South Africa not giving ratings agencies what they want - BLSA's Mohale
Ratings agencies are looking for institutional, economic and financial stability as well as resilience, Bonang Mohale, CEO of Business Leadership South Africa (BLSA), said on Friday.
"While they are looking for stability and continuity, South Africa seems to be giving it the opposite," he said as guest speaker at an event hosted by the Ubuntu Foundation and the Konrad Adenauer Foundation in Cape Town.
"When you are borrowed to the hilt, you do not call the shots. You have to play by the rules of ratings agencies. If I take out a bond on my home, the bank sets the interest rate," he said as comparison.
"For 20 years we loved it when ratings agencies said South Africa is Africa's springboard...and then, over the last few years when Fitch and Standard and Poor's downgraded us, we suddenly asked 'who are these ratings agencies'?"

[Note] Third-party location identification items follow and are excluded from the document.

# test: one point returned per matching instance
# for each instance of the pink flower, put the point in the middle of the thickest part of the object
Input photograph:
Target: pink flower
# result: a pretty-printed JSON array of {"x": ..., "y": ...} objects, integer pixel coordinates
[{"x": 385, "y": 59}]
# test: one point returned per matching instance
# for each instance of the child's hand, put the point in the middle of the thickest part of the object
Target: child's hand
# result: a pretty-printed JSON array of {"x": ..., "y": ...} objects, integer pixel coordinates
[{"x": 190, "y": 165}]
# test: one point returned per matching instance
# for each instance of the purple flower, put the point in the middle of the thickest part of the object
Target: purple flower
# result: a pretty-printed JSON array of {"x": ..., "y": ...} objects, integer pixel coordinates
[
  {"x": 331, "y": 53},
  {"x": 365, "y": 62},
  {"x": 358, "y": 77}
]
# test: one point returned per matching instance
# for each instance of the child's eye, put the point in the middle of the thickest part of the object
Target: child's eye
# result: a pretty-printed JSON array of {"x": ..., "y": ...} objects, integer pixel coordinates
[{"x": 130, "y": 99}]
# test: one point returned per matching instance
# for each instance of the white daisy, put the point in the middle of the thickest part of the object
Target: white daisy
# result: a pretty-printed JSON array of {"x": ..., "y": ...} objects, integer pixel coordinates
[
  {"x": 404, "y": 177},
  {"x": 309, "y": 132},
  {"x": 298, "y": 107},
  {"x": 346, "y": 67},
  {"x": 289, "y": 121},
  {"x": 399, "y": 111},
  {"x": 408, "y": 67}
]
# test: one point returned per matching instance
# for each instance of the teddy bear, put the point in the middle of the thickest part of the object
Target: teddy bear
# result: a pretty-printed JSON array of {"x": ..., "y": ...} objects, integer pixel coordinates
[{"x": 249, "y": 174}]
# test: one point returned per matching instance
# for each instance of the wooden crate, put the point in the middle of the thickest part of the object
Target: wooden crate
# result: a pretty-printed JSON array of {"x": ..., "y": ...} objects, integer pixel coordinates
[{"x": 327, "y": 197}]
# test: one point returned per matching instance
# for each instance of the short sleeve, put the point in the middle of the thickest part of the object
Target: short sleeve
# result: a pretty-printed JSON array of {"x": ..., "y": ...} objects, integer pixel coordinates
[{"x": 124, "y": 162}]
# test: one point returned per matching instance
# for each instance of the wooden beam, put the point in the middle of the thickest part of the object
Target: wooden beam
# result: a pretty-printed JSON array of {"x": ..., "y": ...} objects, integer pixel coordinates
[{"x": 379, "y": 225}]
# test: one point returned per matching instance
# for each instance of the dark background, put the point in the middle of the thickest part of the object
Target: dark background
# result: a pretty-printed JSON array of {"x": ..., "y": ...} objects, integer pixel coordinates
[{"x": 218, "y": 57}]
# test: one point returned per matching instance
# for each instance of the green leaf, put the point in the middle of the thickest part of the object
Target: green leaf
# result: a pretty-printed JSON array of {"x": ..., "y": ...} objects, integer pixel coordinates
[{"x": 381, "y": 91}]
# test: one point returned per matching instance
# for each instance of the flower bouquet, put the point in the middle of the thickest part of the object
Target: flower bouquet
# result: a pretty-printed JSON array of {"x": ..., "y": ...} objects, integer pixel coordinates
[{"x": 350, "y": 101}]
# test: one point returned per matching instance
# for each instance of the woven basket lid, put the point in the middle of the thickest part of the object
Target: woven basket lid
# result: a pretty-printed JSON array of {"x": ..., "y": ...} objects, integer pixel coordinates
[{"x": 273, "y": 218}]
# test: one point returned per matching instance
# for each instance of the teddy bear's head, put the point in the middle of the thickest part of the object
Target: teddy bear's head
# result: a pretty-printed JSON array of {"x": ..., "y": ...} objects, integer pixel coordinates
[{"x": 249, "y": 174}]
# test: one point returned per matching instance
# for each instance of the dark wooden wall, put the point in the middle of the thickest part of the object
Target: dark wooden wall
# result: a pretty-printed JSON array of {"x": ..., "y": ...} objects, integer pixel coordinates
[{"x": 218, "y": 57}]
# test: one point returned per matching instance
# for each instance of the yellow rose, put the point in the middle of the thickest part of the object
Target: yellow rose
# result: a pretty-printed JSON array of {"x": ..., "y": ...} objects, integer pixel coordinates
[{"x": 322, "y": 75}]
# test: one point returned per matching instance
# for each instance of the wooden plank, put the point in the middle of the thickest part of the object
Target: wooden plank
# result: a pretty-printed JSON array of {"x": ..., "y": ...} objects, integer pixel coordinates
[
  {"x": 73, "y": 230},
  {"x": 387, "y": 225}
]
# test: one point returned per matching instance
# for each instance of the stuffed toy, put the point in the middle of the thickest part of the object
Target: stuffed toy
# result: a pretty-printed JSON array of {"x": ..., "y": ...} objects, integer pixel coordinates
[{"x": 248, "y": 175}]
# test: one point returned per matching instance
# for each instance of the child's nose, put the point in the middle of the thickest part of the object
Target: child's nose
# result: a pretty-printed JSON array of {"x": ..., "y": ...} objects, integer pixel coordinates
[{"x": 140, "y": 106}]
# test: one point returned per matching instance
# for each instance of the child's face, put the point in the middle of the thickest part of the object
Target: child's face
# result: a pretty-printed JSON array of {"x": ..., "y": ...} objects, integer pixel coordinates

He said it surely must give some South Africans "a bit of indigestion to wonder how the country of Madiba's dreams, the country we have been praying for, gets it so wrong".
He pointed out that, had Moody's downgraded South Africa beyond investment grade a few weeks ago, R100-billion would have "walked off our shores" as investment outflows owing to the prescriptions of the mandates of certain asset managers.
"This is almost the same amount as the target President Cyril Ramaphosa set for us as business to raise in investments in five years," said Mohale.
He pointed out that the 53 members of the BLSA together represent more than half of South Africa's gross domestic product.
"Had Moody's downgraded South Africa, it would have cost the South African government more to borrow and State-owned enterprises too. When it costs South Africa more to borrow, it would have been more than the R20-billion we use today just to service our debt," he said.
"The South African Reserve Bank would then have witnessed a run on the rand and it would have had no option but to increase interest rates to protect the currency and manage inflation. You would have paid more for your bond and cars, so ordinary South Africans' quality of life would have deteriorated."